After that, any `REQ`s should include premium content automatically and transparently. This means that while constructiing a normal "following" feed a client will get the premium content automatically and place it in front of the user.
A client may decide to display these events differently if they have the `["nip63"]` tag.
### Announcement
Optionally a _content-creator_ can announce that they have premium content available by publishing an event:
```
{
"kind": 10163,
"content": "<something about the premium content, the price and other stuff, optionally>",
"tags": [
["url", "<payment-page-url>"]
]
}
```
Where `<payment-page-url>` is a normal webpage that may have anything in it. From there on, payments are handled off-protocol. The entity that handled the payment is expected to somehow modify the list of _premium-readers_ or enable the user to modify it later.
#### Zap relationship
This NIP is payment agnostic, but that doesn't mean one shouldn't use zaps or nutzaps for this. Clients or third-party services may offer a feature to read all zaps, compute their sums according to any criteria and use that information to modify the list of _premium-readers_.
### Future additions
- more private list membership: perhaps doing an HMAC with the public key of the reader and a key that is shared with the relays will be enough for this.

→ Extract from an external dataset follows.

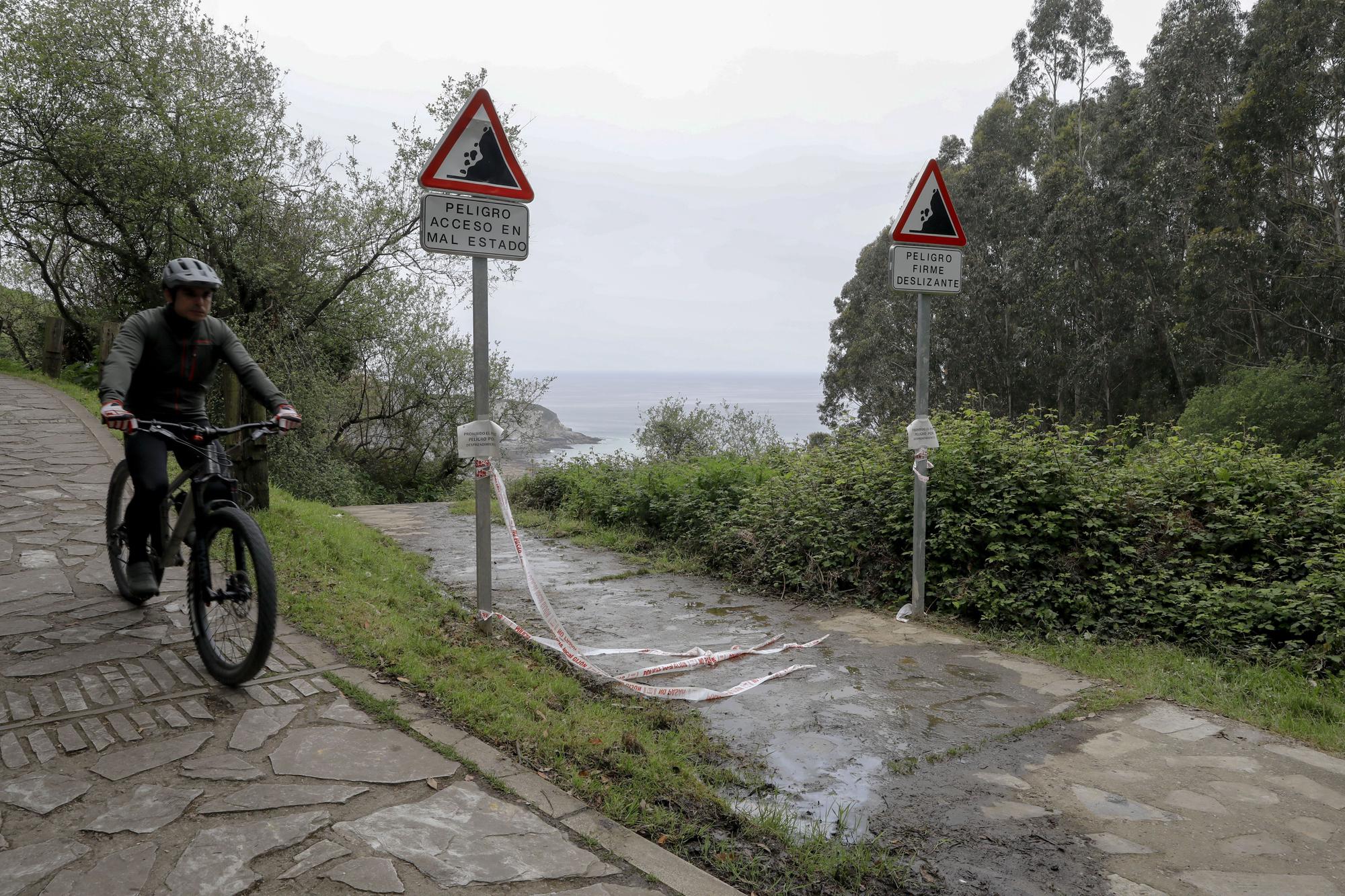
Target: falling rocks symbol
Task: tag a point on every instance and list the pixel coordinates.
(486, 163)
(935, 218)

- tiered membership: custom tiers for fine-grained content access control can be added by adding a tag like `["tier", "a"]` to the `kind:1163` event and using a `["nip63", "a"]` tag in the events, for example.
- teaser events: perhaps a `["nip63", "", "-"]` (negative) tag could cause an event to be displayed only to those that do not have access to its premium counterpart, this would also be managed by the relay.
- relays for premium content different from the outbox relays?
- individual "pay-per-view" content.